170,000 Irish women have travelled for an abortion, Simon Harris says
The experiences of thousands of Irish women who travel to the UK every year for an abortion have been recounted during a key debate on a proposed referendum on the controversial issue.Health Minister Simon Harris said: “Women from every county in the Republic of Ireland travelled to the United Kingdom to access an abortion and …
The experiences of thousands of Irish women who travel to the UK every year for an abortion have been recounted during a key debate on a proposed referendum on the controversial issue.
Health Minister Simon Harris said: “Women from every county in the Republic of Ireland travelled to the United Kingdom to access an abortion and I think we have to acknowledge them all.

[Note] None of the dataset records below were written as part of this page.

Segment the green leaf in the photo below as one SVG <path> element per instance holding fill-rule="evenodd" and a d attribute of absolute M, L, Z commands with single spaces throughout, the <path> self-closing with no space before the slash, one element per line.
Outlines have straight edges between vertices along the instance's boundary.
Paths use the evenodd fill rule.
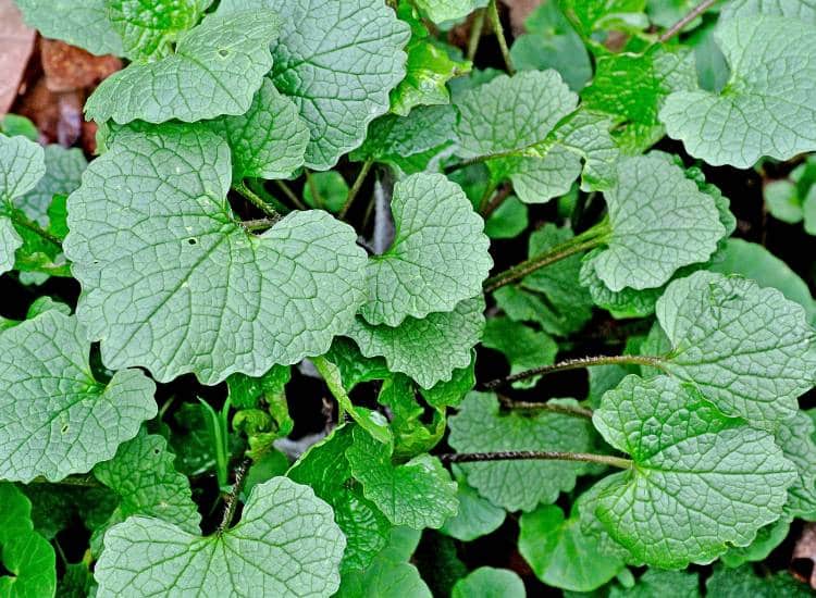
<path fill-rule="evenodd" d="M 724 251 L 717 253 L 716 260 L 708 270 L 720 274 L 741 274 L 756 281 L 763 287 L 779 289 L 787 299 L 795 301 L 805 310 L 808 322 L 816 319 L 811 289 L 782 260 L 774 256 L 762 245 L 744 239 L 728 239 Z"/>
<path fill-rule="evenodd" d="M 193 502 L 189 481 L 175 470 L 174 461 L 164 438 L 140 432 L 120 445 L 113 459 L 97 463 L 94 476 L 119 499 L 106 528 L 131 515 L 145 515 L 198 533 L 201 515 Z"/>
<path fill-rule="evenodd" d="M 313 445 L 289 469 L 287 477 L 311 486 L 314 494 L 331 504 L 334 519 L 346 537 L 341 571 L 366 569 L 388 541 L 391 523 L 378 507 L 362 495 L 359 485 L 349 483 L 351 469 L 346 450 L 351 446 L 353 425 L 345 424 Z"/>
<path fill-rule="evenodd" d="M 132 60 L 162 58 L 191 29 L 212 0 L 107 0 L 108 18 Z"/>
<path fill-rule="evenodd" d="M 287 178 L 304 165 L 309 129 L 295 103 L 264 77 L 249 110 L 210 125 L 230 144 L 233 178 Z"/>
<path fill-rule="evenodd" d="M 555 68 L 573 91 L 592 77 L 592 64 L 581 37 L 557 2 L 544 2 L 524 21 L 526 34 L 512 42 L 510 59 L 520 71 Z"/>
<path fill-rule="evenodd" d="M 595 536 L 581 531 L 576 511 L 565 519 L 555 504 L 543 504 L 523 513 L 519 551 L 548 586 L 570 591 L 592 591 L 615 577 L 623 561 L 606 555 Z"/>
<path fill-rule="evenodd" d="M 696 272 L 669 285 L 656 312 L 671 346 L 658 366 L 726 415 L 774 429 L 813 387 L 813 329 L 802 307 L 776 289 Z"/>
<path fill-rule="evenodd" d="M 0 595 L 9 598 L 53 596 L 57 564 L 53 548 L 34 531 L 32 503 L 12 484 L 0 483 Z M 10 573 L 7 575 L 5 573 Z"/>
<path fill-rule="evenodd" d="M 461 541 L 471 541 L 495 532 L 505 521 L 505 510 L 479 496 L 463 477 L 457 478 L 456 498 L 459 512 L 440 528 L 443 534 Z"/>
<path fill-rule="evenodd" d="M 109 367 L 161 382 L 260 376 L 325 352 L 349 326 L 364 289 L 354 229 L 307 211 L 249 234 L 225 199 L 231 178 L 226 145 L 181 127 L 123 132 L 86 171 L 64 247 L 84 288 L 77 314 Z M 114 205 L 116 219 L 101 215 Z"/>
<path fill-rule="evenodd" d="M 480 566 L 462 577 L 454 586 L 450 598 L 524 598 L 524 583 L 507 569 Z"/>
<path fill-rule="evenodd" d="M 88 165 L 79 148 L 65 149 L 62 146 L 46 146 L 46 174 L 37 185 L 15 200 L 25 214 L 40 224 L 49 223 L 48 209 L 53 196 L 69 195 L 79 187 L 82 174 Z"/>
<path fill-rule="evenodd" d="M 311 488 L 274 477 L 252 488 L 240 523 L 208 537 L 133 516 L 104 535 L 95 576 L 101 596 L 329 596 L 346 541 Z M 255 588 L 255 589 L 252 589 Z"/>
<path fill-rule="evenodd" d="M 484 299 L 462 301 L 448 313 L 422 320 L 406 317 L 397 327 L 372 326 L 358 317 L 346 333 L 363 356 L 385 358 L 388 369 L 412 377 L 423 388 L 449 381 L 470 363 L 470 349 L 484 329 Z"/>
<path fill-rule="evenodd" d="M 85 114 L 119 124 L 244 114 L 272 67 L 269 43 L 279 26 L 275 13 L 265 10 L 209 15 L 182 37 L 173 54 L 132 63 L 104 79 L 85 103 Z"/>
<path fill-rule="evenodd" d="M 779 519 L 795 479 L 774 438 L 722 415 L 668 376 L 627 376 L 593 423 L 631 456 L 595 491 L 595 515 L 634 558 L 664 569 L 707 563 Z"/>
<path fill-rule="evenodd" d="M 554 399 L 551 399 L 551 401 Z M 572 399 L 561 399 L 576 404 Z M 495 395 L 471 393 L 448 422 L 448 444 L 458 452 L 505 450 L 589 450 L 588 421 L 551 411 L 499 410 Z M 495 461 L 462 464 L 468 484 L 508 511 L 532 511 L 552 503 L 576 485 L 583 463 L 567 461 Z"/>
<path fill-rule="evenodd" d="M 553 337 L 536 332 L 509 317 L 491 317 L 484 327 L 482 346 L 502 352 L 510 364 L 510 374 L 552 365 L 558 352 Z M 535 386 L 539 377 L 533 376 L 515 383 L 518 388 Z"/>
<path fill-rule="evenodd" d="M 26 24 L 91 54 L 122 55 L 122 39 L 108 18 L 108 0 L 15 0 Z"/>
<path fill-rule="evenodd" d="M 695 158 L 738 169 L 752 166 L 763 155 L 788 160 L 816 149 L 807 83 L 816 77 L 813 25 L 753 16 L 722 21 L 714 35 L 731 78 L 719 94 L 671 94 L 660 110 L 668 135 Z M 772 52 L 767 40 L 774 40 Z"/>
<path fill-rule="evenodd" d="M 306 165 L 329 170 L 388 110 L 388 92 L 405 75 L 408 26 L 378 0 L 255 3 L 281 15 L 272 78 L 309 127 Z"/>
<path fill-rule="evenodd" d="M 794 580 L 790 573 L 779 572 L 759 576 L 751 565 L 739 569 L 715 568 L 705 583 L 708 596 L 717 598 L 807 598 L 813 591 L 803 583 Z"/>
<path fill-rule="evenodd" d="M 140 371 L 95 379 L 76 317 L 48 310 L 0 333 L 0 478 L 85 473 L 156 415 L 156 386 Z"/>
<path fill-rule="evenodd" d="M 438 528 L 458 509 L 456 482 L 438 459 L 420 454 L 401 465 L 391 460 L 391 448 L 361 428 L 353 432 L 346 450 L 351 473 L 362 493 L 394 525 Z"/>
<path fill-rule="evenodd" d="M 619 162 L 618 184 L 604 197 L 611 233 L 591 264 L 614 291 L 663 285 L 706 261 L 726 235 L 714 198 L 657 155 Z"/>
<path fill-rule="evenodd" d="M 631 588 L 613 586 L 609 598 L 700 598 L 698 586 L 695 573 L 648 569 Z"/>
<path fill-rule="evenodd" d="M 397 326 L 406 317 L 449 312 L 481 292 L 493 266 L 484 223 L 456 183 L 441 174 L 411 175 L 394 186 L 396 235 L 369 259 L 369 324 Z"/>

“It’s the sad reality that we’ve been exporting this issue.”
The debate came as an expected referendum looms on repealing the Eighth Amendment, the section of the Constitution which gives an equal right to life to the mother and the unborn.
Last December, a report by a specially convened Oireachtas committee found that Article 40.3.3 was not fit for purpose and called for it to be repealed.
In its 40-page report the committee recommended abortion should be available up to 12 weeks of pregnancy without a woman having to explain her decision, and that the procedure should be allowed if the life or health of the woman was at risk.
It also called for expectant mothers to be allowed an abortion at any stage of the pregnancy if doctors diagnosed a foetal abnormality that was likely to result in death before or shortly after birth.
At the start of a Dail debate that gave TDs the opportunity to state their position on the issue, Mr Harris said that in 2016 3,265 Irish women travelled to the UK alone to have an abortion.
He added it is estimated that 170,000 Irish women have travelled for an abortion since 1980.
“These are not faceless women, it might be convenient for us sometimes to think that they are, they’re not,” he said.
“They are our neighbours, our sisters, our cousins, our mothers, our aunts, our lives.
“This time around let’s be honest about this. This is not a decision or a procedure that anyone takes lightly. Women agonise about it.”
Fianna Fail TD Billy Kelleher said politicians had a duty to address the issue because there was a huge number of people in Ireland who have never had the opportunity to cast their vote on the matter.
“This is an issue that I have been grappling with,” he said.
“We have to acknowledge that people have deeply held views, morally, ethically, and even religiously.
“At the same time my personal or political discomfort is nothing compared to the discomfort that is caused to women every day of the week grappling with a crisis pregnancy, or an unwanted pregnancy or the devastating news of a fatal foetal abnormality.”
Sinn Fein leader Gerry Adams said of repealing the Eighth Amendment: “It is the right thing to do, it will correct an historic wrong.”
However, Kerry TD Michael Healy-Rae said he was not in favour of abortion.
“I believe that from the moment of conception I believe that that person is a baby, is a child to be protected in the same way we’d protect a child outside on a street tonight in a pram if we thought something was going to happen to that child,” he said.
“I just don’t agree with abortion, I just don’t think it’s right.”
Earlier in the Dail, opposition TD Ruth Coppinger voiced her concern that four weeks after the publication of the committee’s report some politicians still had not read it.
“The number of deputies who have not had time to read it, you’d think they had been asked to read War and Peace,” she said.
Debates are being held in both the Dail and the Seanad on the matter so that all TDs and senator can express their views.
As the debates got under way, anti-abortion and pro-choice groups gathered outside Leinster House.
The debates are set to conclude on Thursday.